Durante meses, Mel Gibson construiu uma audiência para o seu filme o mostrando para públicos simpáticos ao cristianismo. Muitos convidados eram evangélicos e alguns eram católicos, mas a maioria era de teólogos ou conservadores sociais que compartilhavam a percepção de Gibson de que Hollywood odeia os cristãos. Muitos desses primeiros expectadores apareceram chamando o filme de uma experiência espiritual transcendente, e prometeram fazer com que o público pensasse isso também.

Porém, com a estréia nacional do longa-metragem na quarta-feira, uma nova onda de norte-americanos religiosos que foram excluídos das exibições promocionais estão agora tendo uma nova visão, e a julgar pelo grupo aqui, suas reações podem não ser tão uniformemente positivas. Aqueles ao redor da mesa aqui, que se reuniram a pedido do The New York Times, não fingiram falar em nome de todos os norte-americanos religiosos, mas eles representam um grupo que estudou o Evangelho, devotos em suas próprias fés e preocupados com o futuro de suas relações inter-religiosas.
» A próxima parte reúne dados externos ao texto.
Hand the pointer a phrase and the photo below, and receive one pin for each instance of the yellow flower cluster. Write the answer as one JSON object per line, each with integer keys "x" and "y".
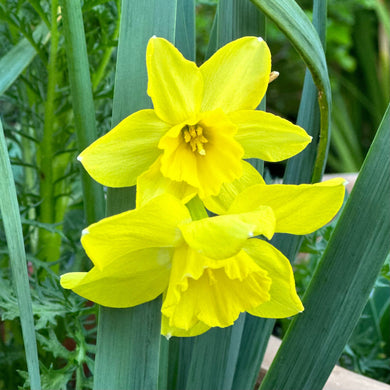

O diálogo de mesa redonda também foi um precursor de eventos similares que estão prestes a acontecer em todo o país, todos provocados pela controvérsia sobre o filme. As oito pessoas que se reuniram para discutir o filme aqui tinham acabado de comparecer a uma exibição organizada pelo escritório de Chicago do Comitê Judaico Americano em colaboração com algumas igrejas. Cerca de metade dos membros da platéia eram judeus, e a outra metade, de cristãos.

Diversos deles saíram durante a projeção. Uma, cristã, disse aos seus companheiros que ela não agüentava a violência.

Os líderes cristãos e judeus estão planejando diversos eventos com interfé para as próximas semanas, em igrejas, sinagogas e universidades. Eles estão usando o filme para reavaliar tópicos como a evidência histórica sobre a morte de Jesus, o papel da Paixão no ódio desenfreado dos judeus, e os ensinamentos do Vaticano da Igreja Católica que absolveu os judeus coletivamente da acusação de deicídio.

Após meses nos quais alguns importantes líderes judeus denunciaram o filme e rogaram que Gibson fizesse alterações, outros concluíram que a estratégia mais eficiente é usar o filme como uma ocasião para reafirmar o progresso nas relações entre fés durante os últimos 40 anos.

Em uma posição similar, os bispos católicos romanos dos Estados Unidos acabaram de lançar um novo livro, "A Bíblia, os Judeus e a Morte de Jesus: Uma Coleção de Documentos Católicos", que reúne trechos de ensinamentos teológicos de Judeus, peças da Paixão e anti-semitismo.

Na Igreja Metodista, após o filme, sobre pratos de biscoitos, Emily D. Soloff, diretora executiva da assembléia religiosa de Chicago do Comitê Judaico Americano, admitiu para as pessoas ao redor da mesa que a maneira como os judeus foram retratados no filme de Gibson "me fez contorcer".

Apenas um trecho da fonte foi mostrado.